In Libyen tobt derzeit ein internationaler Krieg zwischen dem Regime von Diktator Muammar el Gaddafi und aufständischen Milizen, die von einer Kriegsallianz aus einzelnen Nato-Staaten, sowie dem von Saudi Arabien geführten Militärpakt „Golfkooperationsrat“ (Cooperation Council for the Arab States of the Gulf, GCC) durch Luftangriffe, Geldzahlungen, Waffenlieferungen, Training und Versorgung mit Infrastruktur gestützt werden. Erklärtes Ziel der internationalen Kriegsallianz ist der Regimewechsel in Tripolis. Faktisch bedeutet das den Versuch einer Invasion Libyens durch Proxy-Verbände.
Dabei steht die Kriegsallianz und ihre Lobby vor einem Trümmerhaufen ihrer Pläne. Sowohl der von uns vor über anderthalb Monaten umschriebene Plan A (Sturz Gaddafis), als auch Plan B (die Intervention mit eigenen Truppen) ist durch den Widerstand der Öffentlichkeit, gerade in Deutschland, in sich zusammen gebrochen. (3.März, Ein kleines bisschen Schweinebucht)
Da die Politik, entgegen der Definition von Clausewitz, nach unserer Definition die Fortsetzung des Krieges mit anderen Mitteln ist und nicht umgekehrt, ist das Scheitern des Libyen-Krieges für die Invasoren als ein politisches Scheitern zu betrachten und war abzusehen. (31.März, Analyse: Der Libyen-Krieg bricht politisch zusammen)

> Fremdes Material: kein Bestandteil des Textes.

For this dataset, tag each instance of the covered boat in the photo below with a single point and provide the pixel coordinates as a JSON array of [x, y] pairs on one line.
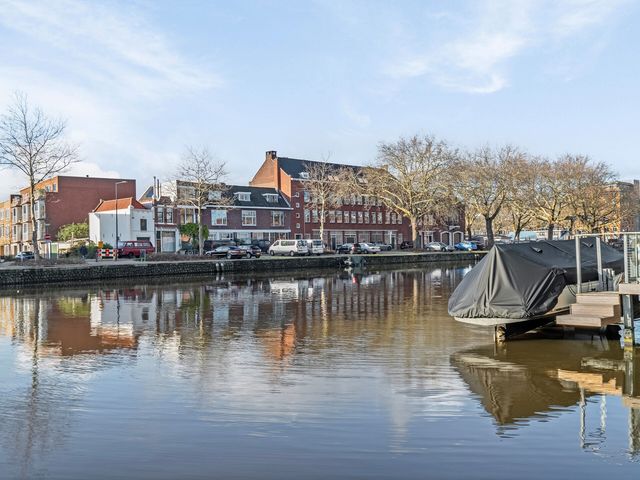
[[525, 280]]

Da der Versuch eigene Bodentruppen in Libyen landen zu lassen fehlgeschlagen ist, versucht die Kriegsallianz nun die Öffentlichkeit in den kriegsentscheidenden Staaten – d.h.: in Deutschland – dahingehend umzudrehen und zu beeinflussen, damit die geführten Proxy-Milizen im libyschen Aufstandsgebiet maximal unterstützt werden. Der Einsatz von eigenen Bodentruppen in Libyen, gleichwohl gescheitert, soll immer noch propagiert werden. Das deutet auf eine strategische Hilflosigkeit der Operateure und Betreiber des Krieges hin.

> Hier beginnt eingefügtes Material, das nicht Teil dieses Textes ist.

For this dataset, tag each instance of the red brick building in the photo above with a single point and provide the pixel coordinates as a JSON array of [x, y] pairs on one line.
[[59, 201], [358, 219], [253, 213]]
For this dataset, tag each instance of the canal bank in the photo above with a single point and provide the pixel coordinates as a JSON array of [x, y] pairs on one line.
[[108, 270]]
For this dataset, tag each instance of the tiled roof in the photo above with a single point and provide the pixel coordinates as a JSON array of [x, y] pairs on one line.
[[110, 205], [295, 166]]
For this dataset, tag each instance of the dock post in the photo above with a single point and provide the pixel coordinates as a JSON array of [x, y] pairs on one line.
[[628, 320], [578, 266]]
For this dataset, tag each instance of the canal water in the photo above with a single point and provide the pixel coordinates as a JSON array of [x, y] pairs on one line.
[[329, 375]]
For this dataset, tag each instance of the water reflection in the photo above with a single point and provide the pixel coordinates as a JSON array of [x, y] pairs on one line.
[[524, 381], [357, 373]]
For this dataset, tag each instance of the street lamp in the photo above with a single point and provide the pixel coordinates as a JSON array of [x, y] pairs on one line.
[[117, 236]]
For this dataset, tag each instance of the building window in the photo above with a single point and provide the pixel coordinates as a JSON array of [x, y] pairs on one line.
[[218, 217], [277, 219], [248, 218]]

Seit Tagen machen Meldungen die Runde, dass das libysche Regime im Kampf um die Stadt Misrata Streubomben eingesetzt hat. Misrata wird derzeit noch von den libyschen Proxy-Milizen der Kriegsallianz gehalten. Dabei sind die Verbände der regulären libyschen Armee, trotz fehlender Kontrolle des Luftraums und schwerer Luftangriffe auf die eigenen Verbände, am Boden eindeutig im Vorteil und auf dem Vormarsch.
Nun ergeben sich zunächst folgende Fragen: Warum sollte das Regime Streubomben einsetzen, wenn es militärisch im Vorteil ist? Woher stammen die Angaben über diesen Einsatz?

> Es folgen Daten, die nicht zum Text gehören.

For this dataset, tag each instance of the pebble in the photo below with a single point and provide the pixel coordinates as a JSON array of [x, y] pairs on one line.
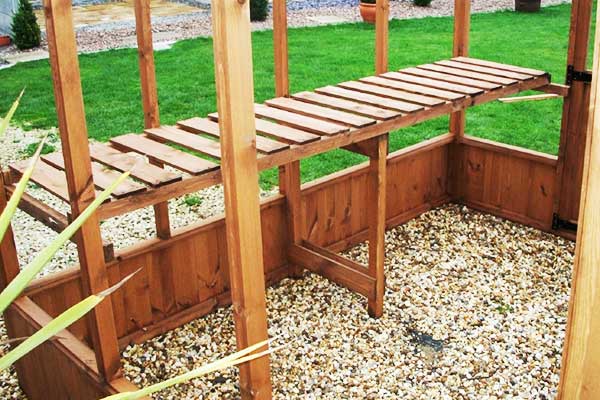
[[301, 13]]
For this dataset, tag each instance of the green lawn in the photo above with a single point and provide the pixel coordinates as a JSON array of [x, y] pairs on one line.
[[318, 56]]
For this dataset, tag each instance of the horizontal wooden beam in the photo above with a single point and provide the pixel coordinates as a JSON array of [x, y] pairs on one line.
[[555, 88], [52, 218], [320, 262]]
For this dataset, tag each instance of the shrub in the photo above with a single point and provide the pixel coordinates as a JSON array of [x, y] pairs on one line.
[[259, 9], [422, 3], [26, 31]]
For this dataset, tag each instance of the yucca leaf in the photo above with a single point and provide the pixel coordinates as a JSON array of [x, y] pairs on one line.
[[6, 120], [14, 200], [229, 361], [58, 324], [17, 285]]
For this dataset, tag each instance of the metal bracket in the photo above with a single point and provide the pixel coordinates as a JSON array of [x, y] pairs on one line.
[[561, 224], [581, 76]]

Die erste Meldung über den Einsatz von Streubomben in Misrata stammt von der Menschenrechtsorganisation Human Rights Watch mit Sitz in New York und wurden letzten Freitag am 15.April veröffentlicht (1). In diesem Bericht heisst es, Human Rights Watch habe „beobachtet“, wie Streubomben dreimal „in der Nacht des 14. April“ auf den Stadtteil el-Shawahda eingesetzt wurden. Researcher von Human Rights Watch, so die Menschenrechtsorganisation, hätten die Trümmerteile einer Streubombe inspiziert und Zeugen von zwei weiteren „offenbar“ (apparent“) durch Streubomben geführten Angriffe interviewt. Steve Goose aus der Waffenabteilung („Arms Division“) von Human Rights Watch wird in der Erklärung der Organisation, einen Tag nach dem vermeldeten Einsatz der Waffen, wie folgt zitiert:
„Es ist ekelerregend, daß Libyen diese Waffe benutzt, besonders in einer bewohnten Gegend. Sie stellen eine gewaltiges Risiko für Zivilisten dar, sowohl während der Angriffe wegen ihrer willkürlichen Natur, als auch im Nachhinein, wegen ihrer immer noch gefährlichen nichtexplodierten verstreuten Blindgänger.“
Dem Experten Steve Goose wird sicherlich nicht entgangen sein, dass die von ihm und seiner Organisation innerhalb eines Tages inspizierten und identifizierten MAT-120 Geschosse spanischer Produktion nach Angaben des Herstellers Instalaza weltweit die einzigen Streubomben sind, die keine explosionsfähigen Streuteile bzw „Blindgänger“ hinterlassen (2). Das erklärt auch, warum die vermeldeten Trümmerteile „zuerst von einem Reporter der „New York Times“ vor Ort „gefunden“ werden konnten (1), ohne dass dieser bei der so gefährlichen Suche zu Schaden kam.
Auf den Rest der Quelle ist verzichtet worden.